Por José Alvear Sanín*
Entre 1931 y hoy, la técnica del golpe de
Estado, recogida por Malaparte, no ha avanzado mucho en lo que dice al uso de
medios físicos contra los puntos más débiles como el transporte público, la
electricidad y hasta el acueducto, para generar con su destrucción la
desesperación y el caos, pero sí ha progresado exponencialmente en lo tocante
al uso de los medios de comunicación. Las redes sociales son prácticamente
incontrolables y el uso universal del celular facilita la difusión de
consignas, indica para dónde moverse y extiende el clima de zozobra, que muchas
veces va acompañado por el goce del desorden, la destrucción y la participación
en la consiguiente orgía de la masa en torno a ritmos primitivos y el fuego
hipnotizante…
Paralelamente, la técnica de defensa del Estado
ha avanzado de igual manera. Su espina dorsal viene desde Richelieu, creador de
los renseignements generaux suministrados
diariamente por una red de informantes. Esta, ahora, en los estados modernos,
está reforzada por los servicios de espionaje y las escuchas electrónicas. A
esto se le llama “inteligencia”. El gobierno que sabe lo que se prepara dispone
de medios superiores a los de sus enemigos de la subversión y el crimen,
empezando por la policía y el ejército, sin olvidar la batería de instrumentos
constitucionales que puede emplear para conservar el orden público, como los
estados de excepción.
Desde hacía meses sabíamos que se preparaba
algo muy grande para el 21 de noviembre. Siguiendo el adagio de que “Guerra
avisada no mata soldado”, se pensaba razonablemente que el gobierno tomaría
todas las medidas preventivas previstas por los protocolos de que se dispone,
fruto de experiencia centenaria, internacional, histórica y técnica…
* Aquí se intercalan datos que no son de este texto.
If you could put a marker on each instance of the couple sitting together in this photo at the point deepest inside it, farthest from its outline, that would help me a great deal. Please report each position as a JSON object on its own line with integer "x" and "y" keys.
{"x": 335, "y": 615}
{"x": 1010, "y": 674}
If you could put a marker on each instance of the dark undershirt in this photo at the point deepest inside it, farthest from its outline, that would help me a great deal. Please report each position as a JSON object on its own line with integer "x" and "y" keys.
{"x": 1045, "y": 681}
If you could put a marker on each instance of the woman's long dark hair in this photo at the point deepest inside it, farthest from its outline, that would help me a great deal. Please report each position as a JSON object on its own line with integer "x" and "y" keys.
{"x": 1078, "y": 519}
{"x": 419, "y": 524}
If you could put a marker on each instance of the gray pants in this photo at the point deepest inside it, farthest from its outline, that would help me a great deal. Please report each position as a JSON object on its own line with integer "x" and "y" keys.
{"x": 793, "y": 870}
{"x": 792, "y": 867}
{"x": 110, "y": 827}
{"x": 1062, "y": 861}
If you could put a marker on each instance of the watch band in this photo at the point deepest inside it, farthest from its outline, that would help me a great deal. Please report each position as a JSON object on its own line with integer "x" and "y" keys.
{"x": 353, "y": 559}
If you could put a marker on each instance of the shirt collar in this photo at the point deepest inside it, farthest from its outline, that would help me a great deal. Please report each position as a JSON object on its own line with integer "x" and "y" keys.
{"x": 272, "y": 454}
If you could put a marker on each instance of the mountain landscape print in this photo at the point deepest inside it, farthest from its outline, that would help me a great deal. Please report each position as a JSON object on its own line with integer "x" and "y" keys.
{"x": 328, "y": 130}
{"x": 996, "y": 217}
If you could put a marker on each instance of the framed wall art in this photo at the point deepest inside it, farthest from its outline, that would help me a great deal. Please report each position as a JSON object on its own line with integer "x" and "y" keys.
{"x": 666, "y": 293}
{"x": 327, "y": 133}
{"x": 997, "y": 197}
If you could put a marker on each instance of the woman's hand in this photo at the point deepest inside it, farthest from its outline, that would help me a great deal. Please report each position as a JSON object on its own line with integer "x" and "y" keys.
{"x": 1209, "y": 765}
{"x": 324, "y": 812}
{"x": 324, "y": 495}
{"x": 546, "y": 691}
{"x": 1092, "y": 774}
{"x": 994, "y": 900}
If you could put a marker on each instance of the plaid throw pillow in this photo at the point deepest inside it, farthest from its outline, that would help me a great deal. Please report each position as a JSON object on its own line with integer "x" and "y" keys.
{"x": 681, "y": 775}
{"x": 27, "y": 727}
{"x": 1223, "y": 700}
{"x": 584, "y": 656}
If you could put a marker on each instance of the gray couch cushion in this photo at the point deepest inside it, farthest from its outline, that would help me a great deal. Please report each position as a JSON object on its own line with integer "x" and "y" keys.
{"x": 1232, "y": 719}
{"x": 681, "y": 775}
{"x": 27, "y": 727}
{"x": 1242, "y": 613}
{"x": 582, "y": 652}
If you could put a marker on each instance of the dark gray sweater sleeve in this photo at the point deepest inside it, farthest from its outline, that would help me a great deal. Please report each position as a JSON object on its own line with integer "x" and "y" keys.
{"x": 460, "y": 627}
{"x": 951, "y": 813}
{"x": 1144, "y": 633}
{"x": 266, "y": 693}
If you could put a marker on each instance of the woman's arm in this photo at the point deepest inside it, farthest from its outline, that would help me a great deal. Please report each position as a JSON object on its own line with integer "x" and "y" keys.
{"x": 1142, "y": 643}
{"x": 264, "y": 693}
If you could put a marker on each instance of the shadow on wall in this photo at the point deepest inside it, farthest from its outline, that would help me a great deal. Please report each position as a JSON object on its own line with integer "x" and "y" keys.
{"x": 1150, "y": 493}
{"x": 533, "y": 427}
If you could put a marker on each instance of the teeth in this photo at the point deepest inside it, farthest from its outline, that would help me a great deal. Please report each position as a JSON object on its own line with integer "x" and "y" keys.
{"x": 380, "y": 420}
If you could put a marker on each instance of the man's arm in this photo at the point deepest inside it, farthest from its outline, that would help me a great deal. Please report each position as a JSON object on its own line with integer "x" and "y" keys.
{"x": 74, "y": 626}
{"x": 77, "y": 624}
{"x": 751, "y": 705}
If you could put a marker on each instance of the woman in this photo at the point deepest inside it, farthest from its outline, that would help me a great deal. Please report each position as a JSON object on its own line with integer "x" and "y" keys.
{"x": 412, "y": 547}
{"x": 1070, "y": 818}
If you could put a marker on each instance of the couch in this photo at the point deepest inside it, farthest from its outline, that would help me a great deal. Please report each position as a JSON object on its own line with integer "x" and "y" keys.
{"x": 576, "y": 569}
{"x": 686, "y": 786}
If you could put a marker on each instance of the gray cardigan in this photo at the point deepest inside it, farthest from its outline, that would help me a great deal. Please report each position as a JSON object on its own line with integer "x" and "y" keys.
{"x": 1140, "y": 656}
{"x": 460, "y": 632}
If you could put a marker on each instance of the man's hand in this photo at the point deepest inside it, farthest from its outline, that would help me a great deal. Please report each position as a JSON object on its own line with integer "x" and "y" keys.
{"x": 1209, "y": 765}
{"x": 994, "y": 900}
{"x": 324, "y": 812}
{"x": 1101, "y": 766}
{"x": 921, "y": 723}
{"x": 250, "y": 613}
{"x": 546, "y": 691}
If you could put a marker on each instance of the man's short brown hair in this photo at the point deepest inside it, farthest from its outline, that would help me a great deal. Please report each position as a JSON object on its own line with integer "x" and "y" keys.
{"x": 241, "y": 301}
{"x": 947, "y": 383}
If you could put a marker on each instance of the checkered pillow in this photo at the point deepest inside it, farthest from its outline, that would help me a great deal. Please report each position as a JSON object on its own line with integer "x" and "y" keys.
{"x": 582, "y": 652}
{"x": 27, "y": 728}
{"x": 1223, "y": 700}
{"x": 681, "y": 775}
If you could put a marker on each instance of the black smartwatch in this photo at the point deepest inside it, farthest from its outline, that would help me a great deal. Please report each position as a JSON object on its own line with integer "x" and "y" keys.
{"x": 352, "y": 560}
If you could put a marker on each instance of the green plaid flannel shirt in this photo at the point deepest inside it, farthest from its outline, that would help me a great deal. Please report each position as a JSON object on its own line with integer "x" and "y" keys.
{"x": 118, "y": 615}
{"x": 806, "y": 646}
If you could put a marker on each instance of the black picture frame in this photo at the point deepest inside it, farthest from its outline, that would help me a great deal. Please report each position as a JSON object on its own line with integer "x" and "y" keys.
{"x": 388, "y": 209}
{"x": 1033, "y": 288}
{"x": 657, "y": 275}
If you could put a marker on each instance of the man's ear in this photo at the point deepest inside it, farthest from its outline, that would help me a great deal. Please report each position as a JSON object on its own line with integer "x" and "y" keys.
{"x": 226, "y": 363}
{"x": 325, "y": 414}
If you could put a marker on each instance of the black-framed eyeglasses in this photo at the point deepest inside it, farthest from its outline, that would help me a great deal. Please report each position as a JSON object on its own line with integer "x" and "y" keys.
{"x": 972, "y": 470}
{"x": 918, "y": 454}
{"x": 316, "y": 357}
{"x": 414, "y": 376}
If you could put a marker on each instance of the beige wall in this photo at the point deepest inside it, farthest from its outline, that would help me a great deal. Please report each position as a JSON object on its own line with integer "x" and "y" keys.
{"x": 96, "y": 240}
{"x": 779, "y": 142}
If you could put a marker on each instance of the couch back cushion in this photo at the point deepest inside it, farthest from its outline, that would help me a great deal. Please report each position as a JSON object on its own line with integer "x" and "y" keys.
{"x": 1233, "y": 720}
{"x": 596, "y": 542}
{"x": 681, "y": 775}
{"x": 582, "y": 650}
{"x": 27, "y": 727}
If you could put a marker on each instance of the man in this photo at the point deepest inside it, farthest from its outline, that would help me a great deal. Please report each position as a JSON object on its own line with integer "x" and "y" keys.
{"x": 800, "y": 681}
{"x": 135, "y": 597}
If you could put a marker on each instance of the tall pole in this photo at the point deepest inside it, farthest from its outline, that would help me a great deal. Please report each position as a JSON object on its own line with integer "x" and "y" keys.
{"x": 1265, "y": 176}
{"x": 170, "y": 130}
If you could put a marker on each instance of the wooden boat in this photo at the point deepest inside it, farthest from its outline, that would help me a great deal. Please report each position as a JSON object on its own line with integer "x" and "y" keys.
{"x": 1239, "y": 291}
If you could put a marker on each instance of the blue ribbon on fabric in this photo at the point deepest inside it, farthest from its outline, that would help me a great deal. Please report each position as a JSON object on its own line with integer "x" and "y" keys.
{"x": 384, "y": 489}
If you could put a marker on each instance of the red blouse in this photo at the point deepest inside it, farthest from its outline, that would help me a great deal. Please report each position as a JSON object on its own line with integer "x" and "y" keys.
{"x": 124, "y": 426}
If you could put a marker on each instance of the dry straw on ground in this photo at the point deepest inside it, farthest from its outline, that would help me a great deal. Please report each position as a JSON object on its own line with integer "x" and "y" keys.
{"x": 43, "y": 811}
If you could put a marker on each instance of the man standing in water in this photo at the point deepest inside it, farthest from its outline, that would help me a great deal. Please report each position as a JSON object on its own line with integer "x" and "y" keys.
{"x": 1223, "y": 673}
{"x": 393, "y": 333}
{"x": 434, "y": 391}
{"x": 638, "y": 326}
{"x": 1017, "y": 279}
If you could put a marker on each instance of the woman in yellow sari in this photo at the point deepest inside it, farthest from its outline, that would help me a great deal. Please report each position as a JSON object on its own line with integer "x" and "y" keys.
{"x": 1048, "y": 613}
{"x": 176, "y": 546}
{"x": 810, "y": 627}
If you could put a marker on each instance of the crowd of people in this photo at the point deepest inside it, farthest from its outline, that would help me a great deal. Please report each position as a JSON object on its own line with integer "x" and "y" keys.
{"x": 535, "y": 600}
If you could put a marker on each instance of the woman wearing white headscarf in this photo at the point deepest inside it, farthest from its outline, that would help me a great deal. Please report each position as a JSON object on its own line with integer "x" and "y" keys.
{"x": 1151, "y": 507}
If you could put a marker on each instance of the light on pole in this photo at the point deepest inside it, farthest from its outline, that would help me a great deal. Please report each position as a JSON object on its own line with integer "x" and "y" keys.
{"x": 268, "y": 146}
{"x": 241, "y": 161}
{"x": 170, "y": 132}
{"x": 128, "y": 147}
No fue así. La guerra avisada, por fortuna,
causó un número mínimo, aunque lamentable, de muertes, pero metafóricamente mató
al gobierno. Este ya había dado muestras frecuentes de debilidad y
pusilanimidad, pero después del 21 consolida como el más lánguido en la
historia de Colombia. Desde don Manuel Antonio Sanclemente no se veía nada
igual…
El gobierno, en vez de apoyarlo, cambió un
inepto ministro de defensa cuando por excepción había acertado. A esta mala
señal siguió el nombramiento de otro personaje igualmente impreparado para la inminente
jornada subversiva.
Así llegamos al 21 con ejército acuartelado,
presidente que delegaba sus funciones en mil y pico de alcaldes, confiables
algunos, incapaces muchos, y varios, abiertamente enemigos, sin declaratoria de
conmoción y sin ordenar las restricciones informativas requeridas por la
ocasión.
Basta pensar en los destrozos que unos cuantos
miles de soldados desplegados a tiempo hubieran podido evitar en la Plaza de
Bolívar, en las estaciones de Transmilenio y en los centros comerciales, para
no hablar de Cali.
Afortunadamente, aunque hubo muchos estragos,
pasó mucho menos de lo que esperaban sus organizadores, que, no obstante, deben
estar muy satisfechos con los resultados obtenidos de esta tentativa de golpe,
que sin embargo resultó un buen ensayo. Ya saben cómo harán más exitosos los
incesantes paros que vendrán.
En Chile todo estaba muy bien preparado dentro
del mayor sigilo. El presidente Piñera fue entonces sorprendido por el
inesperado estallido, lo que explica sus equivocaciones. En cambio, Duque,
advertido ampliamente, no quiso prevenir lo que se venía, confiado en la magia
de los buenos consejos que no se cansaba de prodigar. Y después de lo ocurrido,
yerra culpando a “los vándalos”, porque no quiere reconocer las fuerzas que guían
a esos terroristas y que en ningún caso son ocasionales, fortuitas ni
espontáneas.
El aterrador desgaste del gobierno no presagia
nada bueno, porque desde ahora y hasta 2022 solo se podrá apuntalar con base en
componendas y concesiones.
Desde que, desoyendo las clarísimas
advertencias de Casandra, unos irresponsables abrieron las puertas de Troya para
la entrada del famoso caballo, no se recuerda nada peor.
***
Nunca ha sido más oportuno recomendar a los
gobernantes la lectura de Psicología de
las Multitudes (1895), de Gustave Le Bon.